The first result line in the table, ‘read’, is when we read the vocabulary json.gz file into memory, but do not deserialize it. It provides an upper-bound on the performance of the deserializer.
The following table presents the results, sorted by real time on dormeur.
| deserializer | dormeur | mammouth | ||
| real | user+sys | real | user+sys | |
| read | 0.76 | 0.24 | 0.18 | 0.18 |
| cjson | 2.17 | 1.04 | 0.93 | 0.91 |
| jsonlib | 7.88 | 6.59 | 3.77 | 3.77 |
| cPickle (protocol –1) | 13.3 | 9.9 | 10.2 | 10.2 |
| PySyck | 19.1 | 18.2 | ||
| simplejson | 24.7 | 16.2 | 1.10 | 1.04 |
| cPickle (protocol 0) | 25.1 | 20.4 | 20.7 | 20.7 |
| protobuf | 42.3 | 32.4 | ||
| PyYAML | 89.3 | 80.5 | 319 | 318 |
Observe that simplejson is more than an order of magnitude slower on dormeur.
Conclusions:
gzip’ed JSON only use 10% more disk space than the most compact serialization format we tested (gzip’ed protocol buffer). JSON has the advantage of being human-readable, unlike protocol buffer.
cjson has the fastest deserialization time of all packages we tested. We have not measured serialization time in the experiments above, but we do so in the next section.
We did not realize that simplejson was far slower on one of our installs until we did speed tests. simplejson should be avoided unless you specifically determine that it is comparable in speed to cjson. On certain installs, simplejson deserialization is as fast as cjson. On other installs, simplejson deserialization is an order of magnitude slower than cjson. On “slow” installs, the user is led to believe that C speedups have been compiled into simplejson. Indeed, evidence indicates that our “slow” simplejson installation was, nonetheless, using C speedups:
>>> simplejson.decoder.make_scanner
<type 'simplejson._speedups.Scanner'>
>>> simplejson.decoder.scanstring is simplejson.decoder.c_scanstring
True
The user might not only detect that simplejson is slow without using a direct speed comparison to cjson.
protobuf is interesting because it requires one to declare the protocol schema. This is useful for documenting your data format. Unfortunately, the Python implementation of Google’s Protocol Buffers is very slow because it is pure Python.

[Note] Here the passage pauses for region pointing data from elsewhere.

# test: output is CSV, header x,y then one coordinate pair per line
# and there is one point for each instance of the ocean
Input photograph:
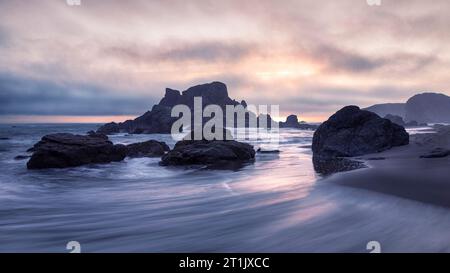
x,y
276,204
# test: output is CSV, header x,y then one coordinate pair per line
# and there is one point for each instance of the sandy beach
x,y
402,172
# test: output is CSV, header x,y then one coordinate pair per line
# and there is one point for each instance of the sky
x,y
108,60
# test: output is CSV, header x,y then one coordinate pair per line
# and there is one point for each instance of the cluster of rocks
x,y
353,132
64,150
292,122
159,119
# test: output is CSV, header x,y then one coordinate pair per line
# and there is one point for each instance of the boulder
x,y
354,132
109,128
159,119
151,148
395,119
64,150
210,153
291,122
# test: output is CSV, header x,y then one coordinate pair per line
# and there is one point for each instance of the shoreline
x,y
401,172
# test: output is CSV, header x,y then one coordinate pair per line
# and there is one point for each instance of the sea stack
x,y
354,132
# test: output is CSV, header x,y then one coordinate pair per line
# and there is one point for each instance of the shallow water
x,y
277,204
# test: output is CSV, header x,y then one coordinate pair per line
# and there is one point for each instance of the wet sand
x,y
401,172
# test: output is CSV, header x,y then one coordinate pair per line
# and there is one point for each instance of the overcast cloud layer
x,y
112,57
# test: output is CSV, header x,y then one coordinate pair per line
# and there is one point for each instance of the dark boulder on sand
x,y
151,148
437,153
292,122
64,150
354,132
213,153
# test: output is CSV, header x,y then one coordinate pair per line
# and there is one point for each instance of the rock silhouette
x,y
159,119
64,150
354,132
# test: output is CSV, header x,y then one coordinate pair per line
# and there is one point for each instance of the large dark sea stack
x,y
354,132
67,150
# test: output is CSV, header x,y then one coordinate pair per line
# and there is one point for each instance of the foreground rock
x,y
396,119
68,150
151,148
354,132
215,153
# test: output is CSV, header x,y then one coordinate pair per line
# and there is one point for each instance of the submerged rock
x,y
396,119
159,119
151,148
64,150
354,132
210,153
21,157
261,151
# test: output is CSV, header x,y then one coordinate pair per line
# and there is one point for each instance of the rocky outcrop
x,y
292,122
395,109
354,132
159,119
422,108
68,150
395,119
151,148
428,108
437,153
210,153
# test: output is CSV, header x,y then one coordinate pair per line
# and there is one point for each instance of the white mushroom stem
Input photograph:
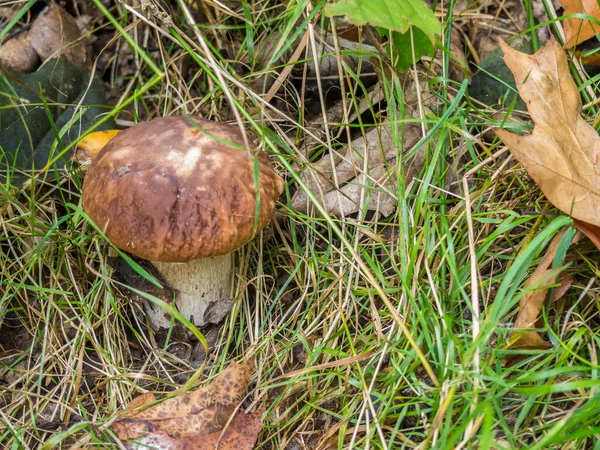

Generating C++ Protocol Buffers and wrapping them with swig, as suggested by this commentator, might be faster than cjson. Hand-coding C serialization routines is another option if one must eke out every last bit of speed.
Related work:
This study and this followup provide supporting evidence that cjson is faster than alternatives. Neither of these studies experienced any simplejson slowness.
We used bouncybouncy’s sertest2 code code, and modified it to CDumper and CLoader (the C libyaml bindings) in PyYAML. We modified their code to create 100K records.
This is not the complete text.